I know that Mongoid v3+ supports batch inserts via Model.collection.insert()
. However, I don't think it supports batch updates where the attributes differ for each record (so I don't think update_all
would work either). Is there a way to do batch update/upsert instead of a single-record lookup & update?
Here's a simplified example in which I have 2 models:
class Product
...
has_and_belongs_to_many :lists
end
class List
...
has_and_belongs_to_many :products
end
When a new Product
is created, I associate it with one or more Lists
. However, I also need to update the Product
attributes daily without losing the List
reference info (I'm ok that validation on Product
doesn't run).
One way, without using batch, is to call find_or_initialize_by
on Product
and update the attributes. But doing so for 10K-1M+ records is very time consuming.
Another way, which uses batch insert, is to do Product.delete_all
and then Product.collection.insert(...)
, but that creates new product_ids
and the relationship with List
is no longer maintained.
Is there a way to do batch update or upsert in this example?
MongoDB 2.6 supports the update
command, see http://docs.mongodb.org/manual/reference/command/update/
Mongoid.default_session
gives you corresponding access to the command
method at the MongoDB database level.
The following example shows how to construct and issue a bulk update command that should answer your question.
The output shows the 10 lists,
comparison of individual versus bulk-update run times,
a dump of the Product collection showing updated stock counts,
and the structure of the bulk update command.
Even in this simple demo, there is significant performance improvement with bulk updates versus individual updates.
The Ruby 'mongo' 1.x driver supports a fluent API for bulk writes, this will also be supported by the new Ruby 'mongo' 2.0 driver that will eventually find its way into Mongoid.
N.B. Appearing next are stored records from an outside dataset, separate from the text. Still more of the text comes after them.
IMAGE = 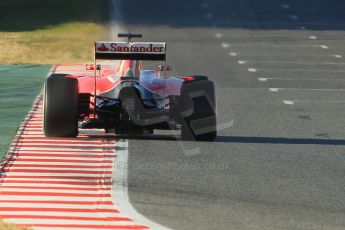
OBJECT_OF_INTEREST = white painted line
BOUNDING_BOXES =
[0,200,114,209]
[283,100,295,105]
[5,172,110,179]
[0,194,113,202]
[214,33,223,38]
[0,181,111,189]
[0,210,119,218]
[258,77,269,81]
[248,68,345,73]
[222,42,230,49]
[269,88,345,92]
[269,88,282,92]
[8,148,114,154]
[12,142,115,147]
[4,166,110,172]
[4,219,133,226]
[236,60,345,65]
[112,140,168,230]
[283,100,345,105]
[0,187,108,195]
[9,160,112,168]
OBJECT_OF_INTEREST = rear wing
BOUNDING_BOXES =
[95,41,167,61]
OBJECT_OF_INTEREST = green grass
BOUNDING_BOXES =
[0,0,109,32]
[0,0,109,64]
[0,65,50,156]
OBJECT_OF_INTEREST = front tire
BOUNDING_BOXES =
[43,74,79,137]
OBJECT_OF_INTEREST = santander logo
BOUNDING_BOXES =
[97,43,109,52]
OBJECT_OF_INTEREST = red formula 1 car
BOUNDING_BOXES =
[43,34,217,141]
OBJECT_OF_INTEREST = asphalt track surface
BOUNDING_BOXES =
[117,0,345,229]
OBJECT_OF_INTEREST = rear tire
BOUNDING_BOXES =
[43,74,79,137]
[181,96,217,141]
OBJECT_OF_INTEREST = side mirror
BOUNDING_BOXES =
[86,64,102,70]
[157,65,172,71]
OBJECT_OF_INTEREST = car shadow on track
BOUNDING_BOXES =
[215,136,345,145]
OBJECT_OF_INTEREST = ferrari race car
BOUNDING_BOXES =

Mongoid v3+ currently uses the Moped driver which does not have a fluent API for bulk write. But as demonstrated here, it is fairly straightforward to construct and directly issue a bulk write (bulk update) command in Mongoid/Moped via the Session#command method.
Hope that this helps.
app/models/product.rb
class Product
include Mongoid::Document
field :name, type: String
field :stock, type: Integer, default: 0
has_and_belongs_to_many :lists, index: true
end
app/models/list.rb
class List
include Mongoid::Document
field :name, type: String
has_and_belongs_to_many :products
end
test/unit/product_test.rb
require 'test_helper'
require 'benchmark'
require 'pp'
class ProductTest < ActiveSupport::TestCase
def setup
@session = Mongoid.default_session
@session.drop
end
test '0. mongoid version' do
puts "\nMongoid::VERSION:#{Mongoid::VERSION}\nMoped::VERSION:#{Moped::VERSION}"
end
def individual_updates(list_ids, repetitions)
repetitions.times do
list_ids.each_with_index do |list_id, index|
Product.where(:list_ids => list_id).update_all({'$inc' => {'stock' => index}})
end
end
end
def bulk_command(list_ids, repetitions)
updates = []
repetitions.times do
list_ids.each_with_index do |list_id, index|
updates << {'q' => {'list_ids' => list_id}, 'u' => {'$inc' => {'stock' => index}}, 'multi' => true}
end
end
{ update: Product.collection_name.to_s, updates: updates, ordered: false }
end
def bulk_updates(list_ids, repetitions)
@session.command(bulk_command(list_ids, repetitions))
end
test 'x' do
puts
[
['ASUS MeMO Pad FHD 10', ['ASUS', 'tablet', 'Android']],
['Apple iPad Air Wi-Fi + Cellular 128GB - Silver', ['Apple', 'tablet', 'iOS']],
['Apple iPad mini with Retina display Wi-Fi + Cellular 128GB - Silver', ['Apple', 'tablet', 'iOS']],
['Apple iPhone 5c 32GB Green', ['Apple', 'phone', 'iOS']],
['Apple iPhone 5s 64GB Space Gray', ['Apple', 'phone', 'iOS']],
['LG G Pad 8.3 Tablet', ['LG', 'tablet', 'Android']],
['LG Google Nexus 5 White', ['LG', 'phone', 'Android']],
['Microsoft Surface 7ZR-00001', ['Microsoft', 'tablet', 'Windows 8 RT']],
['Samsung Galaxy S4 I9500', ['Samsung', 'phone', 'Android']],
['Samsung Galaxy Tab S 8.4', ['Samsung', 'tablet', 'Android']]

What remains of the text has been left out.